Thursday, February 23, 2006

Social movement, of a kind

This morning I was thinking about the rhetoric of social movements and how a text like Negotiating Difference tends to reinforce argument hope--the belief that argument is the only way that change happens (as a certain person last weekend asserted). And so I was thinking how a paper might be written that would argue for a more affective approach to the study of social movements, one that would understand what Grossberg calls "affective epidemics," one that wouldn't procede from an understanding of emotion (on the one, best-case scenario, hand) as some sort of add-on means of persuasion or (on the other, worst-case scenario, hand) as the means to manipulate a naive public in a degenerative public sphere.

And I was casting about in my mind for a recent example that might serve to show that what matters in getting change to happen is not so much the specific case that's made, but the possibility of affective overload. One example that occurred to me was Oprah's successful campaign to pass legislation to prevent the trafficking of children. What mattered in that case was, first, an affective engagement made possible by Oprah and her guests, and, second, a material overload of letters that swamped congressional letterboxes. It wasn't the "logic" of the guests or the good arguments put forth in the letters: it was the physical mass of all those messages.

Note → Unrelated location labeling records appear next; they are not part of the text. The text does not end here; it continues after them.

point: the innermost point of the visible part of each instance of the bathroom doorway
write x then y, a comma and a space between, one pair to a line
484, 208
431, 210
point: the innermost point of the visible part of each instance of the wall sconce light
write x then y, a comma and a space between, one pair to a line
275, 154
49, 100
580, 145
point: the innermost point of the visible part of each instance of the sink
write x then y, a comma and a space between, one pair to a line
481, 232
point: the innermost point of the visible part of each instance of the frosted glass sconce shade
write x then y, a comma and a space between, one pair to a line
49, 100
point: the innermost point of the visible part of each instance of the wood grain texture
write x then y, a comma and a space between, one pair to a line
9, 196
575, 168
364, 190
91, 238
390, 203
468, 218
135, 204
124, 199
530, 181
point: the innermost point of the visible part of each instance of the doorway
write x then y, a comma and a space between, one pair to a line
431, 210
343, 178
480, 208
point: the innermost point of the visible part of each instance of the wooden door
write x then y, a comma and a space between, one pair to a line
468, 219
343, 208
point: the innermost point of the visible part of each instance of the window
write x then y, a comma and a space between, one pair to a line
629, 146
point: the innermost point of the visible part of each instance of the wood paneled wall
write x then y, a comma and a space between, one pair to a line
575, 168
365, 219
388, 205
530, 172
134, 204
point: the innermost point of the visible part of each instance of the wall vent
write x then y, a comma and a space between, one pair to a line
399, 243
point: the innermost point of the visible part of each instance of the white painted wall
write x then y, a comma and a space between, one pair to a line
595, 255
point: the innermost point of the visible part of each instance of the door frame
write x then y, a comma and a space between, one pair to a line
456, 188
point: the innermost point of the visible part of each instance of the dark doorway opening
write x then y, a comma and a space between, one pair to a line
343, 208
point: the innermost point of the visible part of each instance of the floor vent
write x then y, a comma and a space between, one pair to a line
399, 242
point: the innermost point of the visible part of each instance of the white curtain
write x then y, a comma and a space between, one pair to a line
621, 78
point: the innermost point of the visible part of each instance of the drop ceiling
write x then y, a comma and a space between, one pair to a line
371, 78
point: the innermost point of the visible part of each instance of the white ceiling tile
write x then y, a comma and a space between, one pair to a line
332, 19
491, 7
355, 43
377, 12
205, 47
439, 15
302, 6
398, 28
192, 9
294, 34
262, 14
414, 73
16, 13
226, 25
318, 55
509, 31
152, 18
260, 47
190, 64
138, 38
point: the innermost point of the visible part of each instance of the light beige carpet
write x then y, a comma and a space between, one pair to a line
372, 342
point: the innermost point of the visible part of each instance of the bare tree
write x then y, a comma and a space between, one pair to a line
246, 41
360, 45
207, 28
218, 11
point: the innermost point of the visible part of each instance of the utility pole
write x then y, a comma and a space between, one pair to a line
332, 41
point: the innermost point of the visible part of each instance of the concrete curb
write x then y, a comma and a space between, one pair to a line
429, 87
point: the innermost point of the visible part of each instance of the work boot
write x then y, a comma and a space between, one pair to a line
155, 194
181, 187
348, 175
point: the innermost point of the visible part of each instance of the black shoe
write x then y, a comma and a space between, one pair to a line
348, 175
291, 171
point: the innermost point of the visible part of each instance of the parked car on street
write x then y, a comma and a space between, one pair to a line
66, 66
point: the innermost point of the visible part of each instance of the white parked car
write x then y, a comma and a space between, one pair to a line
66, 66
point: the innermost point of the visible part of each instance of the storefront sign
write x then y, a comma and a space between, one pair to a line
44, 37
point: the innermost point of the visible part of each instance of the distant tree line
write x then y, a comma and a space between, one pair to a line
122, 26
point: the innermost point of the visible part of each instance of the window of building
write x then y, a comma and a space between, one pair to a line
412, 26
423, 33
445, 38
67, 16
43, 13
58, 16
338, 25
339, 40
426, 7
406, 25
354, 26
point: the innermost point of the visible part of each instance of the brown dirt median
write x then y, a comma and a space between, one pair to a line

And then I take a look at the blogosphere and see that Michael Bérubé is succeeding quite nicely in subverting the vote for the most dangerous professor: his readers are voting for him multiple times and have pushed him way ahead of the other 100 contenders.

It's a joke, but jokes have effects, too. And it's somewhat astounding to see the effects Bérubé's readers have had, practically overnight.

Not that you needed more evidence of the amazing social force of the internet. But there it is, all the same.


Marcia said...

Wow. Yes! I have nothing to add at the moment to your post, but I want to think about this more.

Nels said...

I'm teaching Rhetorics of Gender Activism right now, and you are onto something. I'm not sure what, but my head is swimming.

Donna said...

Hey, Nels: I'd love to hear more about your class. Does it have a website?